Drayson Racing Challenges EV Speed Record

The Electric Vehicle (EV) speed record is a blistering 282 km/h (175mph). It was set in 1974, almost 40 years ago, by the Battery Box at Bonneville Salt Flats.

Since then many design teams have created vehicles to push the boundaries of EVs.  Instead, EVs have become bigger and bulkier, heaping on batteries to push the limits of all-electric speed. On June 25 a team from Drayson Racing Technoliges will attempt to break the old record with an astoundingly efficient Drayson-Lola B12/69EV.

Built around the modified body of a LeMans racer, the Drayson-Lola B12/69EV will test its mettle along the 1.86 mile track at the decommissioned RAF Elvington facility in Yorkshire, England. While the speed record is an important aspect of this trial, Lord Drayson, head of Drayson Racing Technologies (and former UK science minister), puts the attempt in perspective. “It is not the outright speed that is impressive about this record attempt, but the engineering challenge of accelerating a 1000kg electric vehicle to such a high speed and sustaining that speed over a measured mile, before stopping safely all within a relatively short distance then turning round and doing it again within an hour.”
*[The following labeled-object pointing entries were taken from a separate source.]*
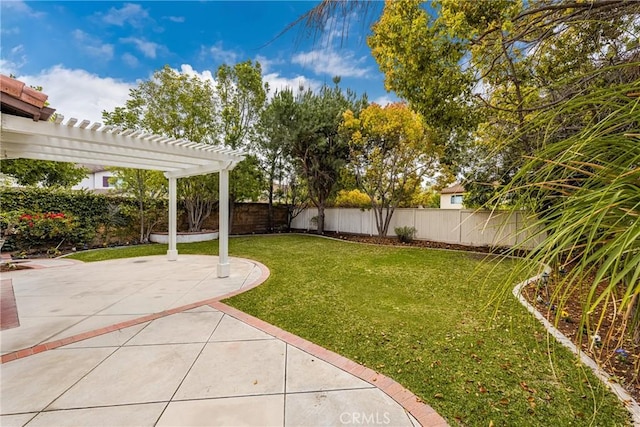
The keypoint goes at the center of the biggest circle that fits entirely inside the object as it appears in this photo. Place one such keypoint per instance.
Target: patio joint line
(195, 359)
(76, 382)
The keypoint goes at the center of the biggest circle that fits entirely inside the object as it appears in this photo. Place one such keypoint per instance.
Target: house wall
(93, 181)
(457, 226)
(445, 201)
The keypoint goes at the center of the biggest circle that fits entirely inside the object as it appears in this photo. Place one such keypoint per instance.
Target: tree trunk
(270, 211)
(232, 205)
(320, 218)
(141, 206)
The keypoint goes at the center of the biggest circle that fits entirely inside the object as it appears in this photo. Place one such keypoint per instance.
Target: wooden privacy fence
(457, 226)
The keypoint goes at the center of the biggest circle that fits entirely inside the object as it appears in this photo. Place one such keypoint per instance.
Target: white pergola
(83, 142)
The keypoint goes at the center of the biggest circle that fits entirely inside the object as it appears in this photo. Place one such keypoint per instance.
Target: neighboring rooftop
(21, 100)
(454, 189)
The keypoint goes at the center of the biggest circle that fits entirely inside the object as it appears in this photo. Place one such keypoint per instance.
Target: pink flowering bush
(46, 229)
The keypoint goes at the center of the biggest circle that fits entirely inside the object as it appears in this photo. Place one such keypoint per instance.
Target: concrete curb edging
(626, 399)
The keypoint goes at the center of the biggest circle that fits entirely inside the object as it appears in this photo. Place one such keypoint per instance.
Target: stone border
(627, 400)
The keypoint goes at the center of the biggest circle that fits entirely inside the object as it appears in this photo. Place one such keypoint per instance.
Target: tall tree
(391, 152)
(149, 190)
(242, 97)
(317, 146)
(274, 133)
(179, 106)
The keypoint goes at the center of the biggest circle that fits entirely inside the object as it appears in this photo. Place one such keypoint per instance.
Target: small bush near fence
(406, 234)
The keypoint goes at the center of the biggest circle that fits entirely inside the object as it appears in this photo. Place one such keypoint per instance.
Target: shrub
(48, 229)
(406, 234)
(352, 199)
(89, 213)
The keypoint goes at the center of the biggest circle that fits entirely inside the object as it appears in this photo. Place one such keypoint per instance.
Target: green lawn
(420, 317)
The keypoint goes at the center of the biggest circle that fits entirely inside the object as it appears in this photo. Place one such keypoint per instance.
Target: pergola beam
(113, 146)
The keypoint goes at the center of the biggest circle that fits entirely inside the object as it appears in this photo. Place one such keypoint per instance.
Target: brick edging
(424, 413)
(39, 348)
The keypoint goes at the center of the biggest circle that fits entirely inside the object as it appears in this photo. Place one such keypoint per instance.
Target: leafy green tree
(149, 190)
(274, 132)
(318, 148)
(179, 106)
(391, 152)
(586, 190)
(30, 172)
(242, 96)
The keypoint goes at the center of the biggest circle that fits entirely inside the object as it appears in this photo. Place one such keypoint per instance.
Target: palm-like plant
(584, 187)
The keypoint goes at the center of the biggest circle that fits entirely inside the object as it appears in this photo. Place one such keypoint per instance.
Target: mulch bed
(615, 351)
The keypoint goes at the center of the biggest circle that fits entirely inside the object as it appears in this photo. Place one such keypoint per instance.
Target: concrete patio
(144, 341)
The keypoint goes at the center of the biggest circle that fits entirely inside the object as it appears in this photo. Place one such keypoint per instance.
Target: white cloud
(8, 67)
(12, 63)
(205, 75)
(384, 100)
(9, 31)
(149, 49)
(132, 14)
(130, 60)
(267, 64)
(279, 83)
(178, 19)
(21, 8)
(333, 63)
(220, 54)
(78, 93)
(93, 46)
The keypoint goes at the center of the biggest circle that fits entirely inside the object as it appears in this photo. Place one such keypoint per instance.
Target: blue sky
(87, 55)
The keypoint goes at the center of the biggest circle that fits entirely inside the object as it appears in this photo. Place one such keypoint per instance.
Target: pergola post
(223, 221)
(172, 252)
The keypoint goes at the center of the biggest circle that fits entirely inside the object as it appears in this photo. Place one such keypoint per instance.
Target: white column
(223, 229)
(172, 252)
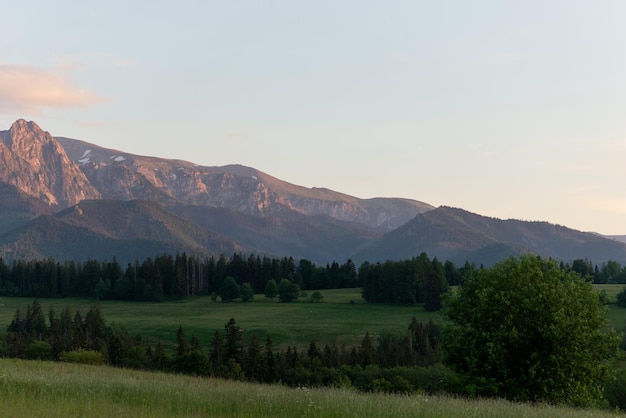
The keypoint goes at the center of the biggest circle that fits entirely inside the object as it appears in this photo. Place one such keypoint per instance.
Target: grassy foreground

Beyond the engineering challenge Lord Drayson also feels that the public needs to know that EVs should take a backseat to no car. “The reason we are doing this is to showcase the maximum level of EV performance at the moment—and in a real racing car rather than a teardrop-shaped land speed record car. We are also demonstrating the future potential of [EV] technologies.”

The Drayson Racing Technologies land speed record attempt is scheduled for June 25, 2013. On that date the 480kW B12/69EV will show the world exactly what an EV can do. If the B12/69EV can achieve Lord Drayson goals it’ll prove, yet again, that EVs aren’t the plodding, dull cars of yesteryear.